国家統計局は、「過剰生産能力、在庫の削減が進んだ。鉄鋼の生産能力削減は順調に進んでいる。"地条鋼(廃品鉄を溶かして固めただけの粗悪な鉄)"の違法取り締まりを進めている。
また、7月末の時点で、石炭の生産能力を1.28億トン削減、通期削減目標の85%を達成している」などと説明している。供給側改革を進めていることが、セメント、非鉄金属、鉄鋼などの生産が低下している要因であろう。

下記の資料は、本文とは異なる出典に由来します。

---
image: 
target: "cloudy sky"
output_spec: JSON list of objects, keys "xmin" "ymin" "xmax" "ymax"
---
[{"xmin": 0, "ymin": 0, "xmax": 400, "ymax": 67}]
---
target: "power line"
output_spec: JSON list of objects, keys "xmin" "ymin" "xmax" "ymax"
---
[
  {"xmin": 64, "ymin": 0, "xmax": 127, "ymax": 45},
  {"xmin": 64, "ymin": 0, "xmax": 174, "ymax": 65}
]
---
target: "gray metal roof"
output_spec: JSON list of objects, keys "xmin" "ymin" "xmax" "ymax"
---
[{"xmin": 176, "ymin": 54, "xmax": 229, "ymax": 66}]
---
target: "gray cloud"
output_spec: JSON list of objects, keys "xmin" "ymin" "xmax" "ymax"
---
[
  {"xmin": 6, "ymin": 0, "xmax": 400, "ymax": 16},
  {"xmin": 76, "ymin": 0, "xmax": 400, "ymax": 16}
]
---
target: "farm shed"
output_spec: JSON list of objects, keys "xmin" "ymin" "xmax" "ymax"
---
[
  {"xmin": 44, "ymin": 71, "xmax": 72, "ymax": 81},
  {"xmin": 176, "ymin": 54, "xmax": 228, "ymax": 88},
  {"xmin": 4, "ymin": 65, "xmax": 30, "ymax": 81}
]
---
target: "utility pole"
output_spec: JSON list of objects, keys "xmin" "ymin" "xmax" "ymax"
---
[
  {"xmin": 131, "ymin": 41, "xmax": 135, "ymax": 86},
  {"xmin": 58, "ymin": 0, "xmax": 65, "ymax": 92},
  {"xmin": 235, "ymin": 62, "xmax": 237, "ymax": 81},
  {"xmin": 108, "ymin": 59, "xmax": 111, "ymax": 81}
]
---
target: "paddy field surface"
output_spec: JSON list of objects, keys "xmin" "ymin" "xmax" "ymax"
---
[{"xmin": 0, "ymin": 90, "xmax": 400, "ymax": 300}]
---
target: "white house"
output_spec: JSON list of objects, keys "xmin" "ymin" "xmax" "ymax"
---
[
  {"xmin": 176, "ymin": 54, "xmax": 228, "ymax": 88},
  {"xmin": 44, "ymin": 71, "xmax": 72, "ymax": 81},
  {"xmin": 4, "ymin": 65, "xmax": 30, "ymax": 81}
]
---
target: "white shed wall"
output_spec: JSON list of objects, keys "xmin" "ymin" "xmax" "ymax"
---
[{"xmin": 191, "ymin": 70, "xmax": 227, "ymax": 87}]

今後これらのセクターは環境面からも生産が低下する可能性が高い。今年に入り、北京市、天津市や河北、河南、山東、山西省の主要26都市において、暖房が必要な時期における生産調整政策が発動されている。
これらの冬の気温が低い各都市では、暖房用の熱水を各家庭に供給しているが、その熱水を作るのに石炭が使われる。そのため、冬季は環境汚染が激しくなる。
環境汚染の激しいこれらの地域ではこの時期にセメント、鋳造、鉄鋼、電解アルミニウム、アルミナ、揮発性有機物(医薬、農薬)の生産を制限するといった内容である。

7月の発電量については、猛暑により電気使用量が増えたため高かったと言える。例年並みの暑さに戻った8月は、より実際の経済状況を反映した伸びを示しているともいえる。ちなみに、8月は2016年6月以来の低い伸び率に留まっている。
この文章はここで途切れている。